RHODOPSIN MISFOLDING IN RETINITIS PIGMENTOSA

色素性视网膜炎中的视紫红质错误折叠

• 批准号: 2472484
• 负责人: H. GOBIND KHORANA
• 金额: $ 23.68万
• 依托单位: MASSACHUSETTS INSTITUTE OF TECHNOLOGY
• 依托单位国家: 美国
• 财政年份: 1998
• 资助国家: 美国
• 起止时间: 1998-01-01 至 2000-12-31
• 项目状态: 已结题
• 来源: https://reporter.nih.gov/project-details/2472484
• 关键词: SDS polyacrylamide gel electrophoresis; aminoacid; animal tissue; chemical binding; chromophore; disulfide bond; gene mutation; immunoaffinity chromatography; immunofluorescence technique; membrane proteins; molecular rearrangement; nucleic acid sequence; phosphorylation; physical model; protein disulfide isomerase; protein folding; protein sequence; protein structure function; retinitis pigmentosa; rhodopsin; tissue /cell culture; transducin; visual phototransduction

DESCRIPTION (Adapted from applicant's abstract): Mutations in the rhodopsin gene are associated with and are the most common cause of RP. More than 70 mutations, mostly single amino acid changes have been identified in rhodopsin and these have been observed in all the three, intradiscal, transmembrane and cytoplasmic domains. Work on the in vivo folding pathway of rhodopsin from this laboratory has demonstrated that a variety of site-specific mutations in the P23H, G188R in the intradiscal domain as well as the mutation L125R in the transmembrane helix C, which have been identified in RP, have been shown to cause misfolding of the corresponding opsins. The questions to be asked in the present research proposal are the following: (1) how many of the known RP mutations in rhodopsin actually cause partial or total misfolding and what are their overall consequences in visual transduction; (2) what is the precise chemical nature of the abnormal covalent linkage, a disulfide bond, that characterizes misfolding in RP mutants; and (3) can rearrangement of the wrong disulfide bond to the normal disulfide bond, that characterizes the correctly folded opsin, be achieved in vitro with possible significance in vivo.

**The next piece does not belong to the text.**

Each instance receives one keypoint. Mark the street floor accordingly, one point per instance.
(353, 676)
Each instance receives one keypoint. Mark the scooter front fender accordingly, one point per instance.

描述（改编自申请人摘要）：视紫红质突变 基因与RP相关，并且是RP的最常见原因。 70多 突变，大多数是单个氨基酸的变化已被确定， 视紫红质和这些已经在所有三个，椎间盘内， 跨膜和胞质结构域。 研究体内折叠途径 实验室的研究表明， P23 H、G188 R在椎间盘内区域也存在位点特异性突变 作为跨膜螺旋C中的突变L125 R，其已经被 在RP中鉴定的，已经显示出导致相应的 视蛋白 本研究建议中提出的问题是： （1）在视紫红质中有多少已知的RP突变实际上 导致部分或全部错误折叠，它们的总体后果是什么？ 视觉传导;（2）异常的确切化学性质是什么？ 共价键，一种二硫键，表征RP中的错误折叠 突变体;和（3）可以将错误的二硫键重排为正常的二硫键。 二硫键，其特征在于正确折叠的视蛋白， 在体内可能具有重要意义。